The outspoken Dr. Deborah Peel has a memorable line that she often repeats: "Once your information is released, it's like a sex tape that lives in perpetuity in cyberspace," she says in a Dallas Morning News story. "You can never get it back." The Morning News last week took a look at the contentious struggle for control of data that must be resolved before the healthcare industry is to fulfill President Obama's vision of a nationwide, interoperable system of EMRs and health information for all Americans.

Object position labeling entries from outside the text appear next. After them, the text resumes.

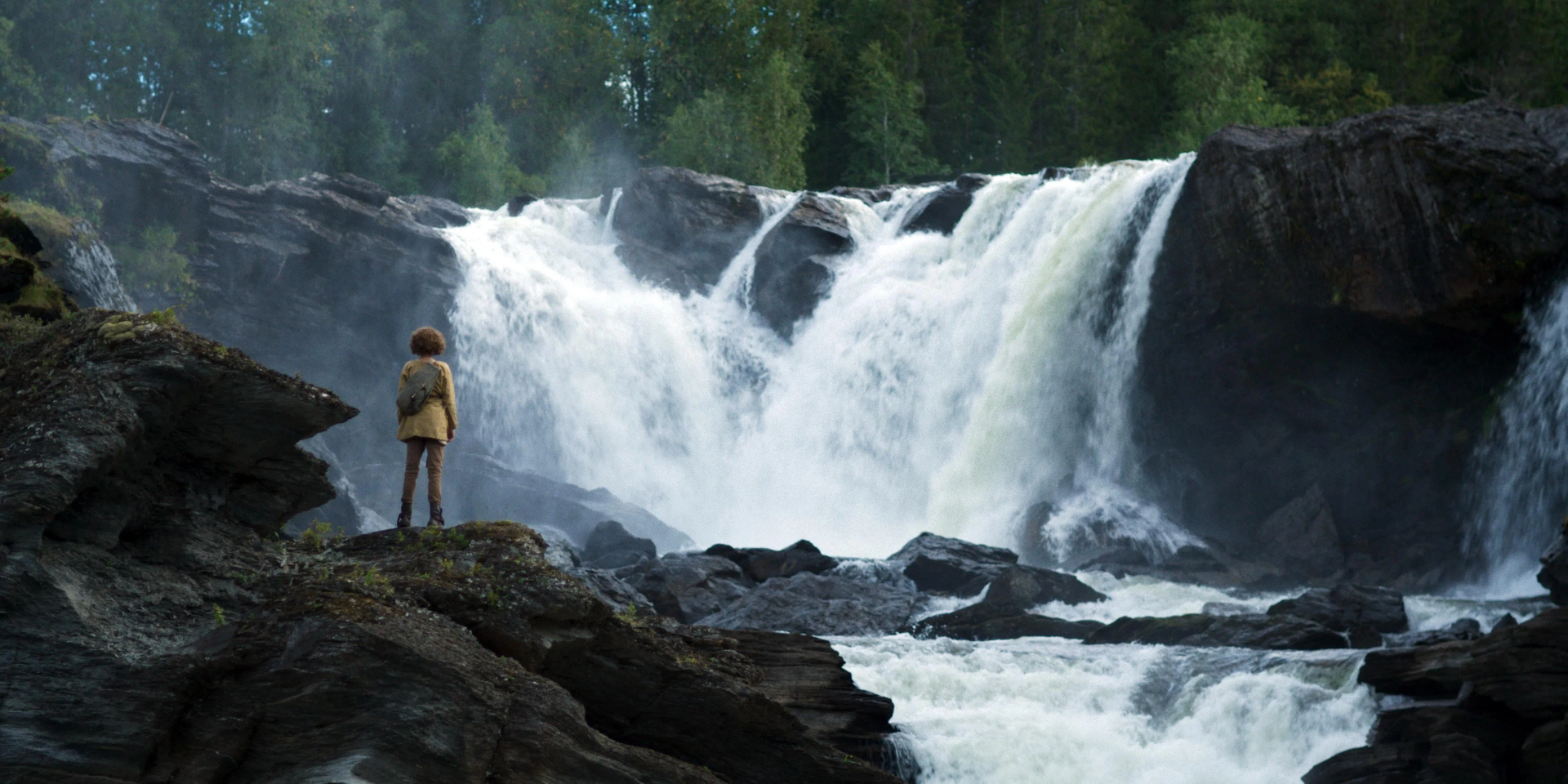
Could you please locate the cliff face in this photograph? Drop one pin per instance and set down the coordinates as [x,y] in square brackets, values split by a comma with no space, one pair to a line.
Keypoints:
[158,630]
[1336,310]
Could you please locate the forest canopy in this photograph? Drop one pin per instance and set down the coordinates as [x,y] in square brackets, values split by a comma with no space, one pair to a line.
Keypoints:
[477,99]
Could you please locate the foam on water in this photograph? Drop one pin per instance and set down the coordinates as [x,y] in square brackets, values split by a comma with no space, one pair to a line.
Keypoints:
[1051,710]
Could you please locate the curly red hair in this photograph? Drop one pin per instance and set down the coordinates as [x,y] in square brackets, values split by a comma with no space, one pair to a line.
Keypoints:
[427,341]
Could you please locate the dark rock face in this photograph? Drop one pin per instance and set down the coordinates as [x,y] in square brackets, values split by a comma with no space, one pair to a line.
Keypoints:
[1208,630]
[1554,569]
[941,564]
[806,676]
[941,211]
[1334,308]
[819,604]
[791,274]
[688,587]
[1346,608]
[114,422]
[612,541]
[679,228]
[763,564]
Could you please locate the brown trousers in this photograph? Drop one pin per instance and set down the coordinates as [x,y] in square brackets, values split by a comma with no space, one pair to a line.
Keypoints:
[416,448]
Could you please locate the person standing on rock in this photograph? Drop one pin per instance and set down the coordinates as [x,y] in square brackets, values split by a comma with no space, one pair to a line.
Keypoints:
[427,419]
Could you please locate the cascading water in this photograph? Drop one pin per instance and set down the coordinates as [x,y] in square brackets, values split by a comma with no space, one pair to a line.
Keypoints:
[1521,470]
[944,383]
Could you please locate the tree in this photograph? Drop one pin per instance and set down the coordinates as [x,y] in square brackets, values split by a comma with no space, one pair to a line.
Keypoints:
[477,162]
[1220,80]
[884,121]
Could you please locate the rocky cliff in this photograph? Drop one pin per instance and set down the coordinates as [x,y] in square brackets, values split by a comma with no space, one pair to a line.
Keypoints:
[160,630]
[1333,315]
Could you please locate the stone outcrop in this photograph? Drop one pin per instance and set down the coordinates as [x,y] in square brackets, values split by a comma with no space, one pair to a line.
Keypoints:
[1002,613]
[679,228]
[1346,608]
[1334,308]
[122,427]
[941,564]
[1283,632]
[1493,710]
[941,209]
[819,604]
[806,676]
[761,564]
[792,274]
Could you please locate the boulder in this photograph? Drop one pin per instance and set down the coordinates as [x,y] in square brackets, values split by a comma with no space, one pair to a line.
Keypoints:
[941,564]
[1274,632]
[1349,606]
[1521,668]
[763,564]
[681,229]
[559,548]
[612,590]
[1462,629]
[612,541]
[112,419]
[1554,569]
[941,209]
[806,676]
[688,587]
[791,276]
[819,604]
[1334,308]
[1303,535]
[1424,744]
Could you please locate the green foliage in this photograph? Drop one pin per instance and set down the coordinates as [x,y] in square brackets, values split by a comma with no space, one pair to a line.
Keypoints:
[884,121]
[758,137]
[479,165]
[154,270]
[1218,82]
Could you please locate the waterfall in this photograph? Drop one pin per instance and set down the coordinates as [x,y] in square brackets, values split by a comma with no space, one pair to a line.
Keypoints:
[91,274]
[944,383]
[1520,491]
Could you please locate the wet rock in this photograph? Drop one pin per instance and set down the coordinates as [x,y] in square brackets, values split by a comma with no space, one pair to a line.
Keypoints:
[1424,744]
[110,419]
[613,590]
[610,541]
[942,209]
[871,196]
[1462,629]
[1544,756]
[1523,668]
[819,604]
[808,678]
[688,587]
[559,548]
[1348,606]
[1343,298]
[941,564]
[679,228]
[1303,535]
[518,203]
[1275,632]
[1554,569]
[763,564]
[791,274]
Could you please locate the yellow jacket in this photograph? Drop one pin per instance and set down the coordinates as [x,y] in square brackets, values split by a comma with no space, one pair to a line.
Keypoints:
[439,414]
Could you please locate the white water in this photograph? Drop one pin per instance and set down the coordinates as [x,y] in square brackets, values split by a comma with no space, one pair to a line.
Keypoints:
[946,383]
[1053,710]
[1521,470]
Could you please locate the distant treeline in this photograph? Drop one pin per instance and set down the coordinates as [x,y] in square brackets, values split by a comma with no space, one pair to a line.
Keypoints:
[479,99]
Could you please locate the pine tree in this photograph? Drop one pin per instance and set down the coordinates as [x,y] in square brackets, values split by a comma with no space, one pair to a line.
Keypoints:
[884,121]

In the Dallas-Fort Worth area, every major health system has either implemented or has budgeted for EMRs and health information exchange, and most use vendors that aggregate, de-identify, mine and sell patient records. Cerner, for example, which has some 200 customers in Texas alone, shares what the Morning News calls "unidentifiable" records, stripped of patient names and Social Security numbers. But the newspaper cites the work of University of Texas computer science professor Vitaly Shmatikov, who developed an algorithm to identify supposedly anonymous postings of people's Netflix movie preferences.

A vice president at Cook Children's Physician Network in Fort Worth calls the the EMR there "as safe as online banking." But Peel isn't convinced because a breach involving ultra-sensitive data about mental health or HIV treatment could do irreparable damage to people's reputations.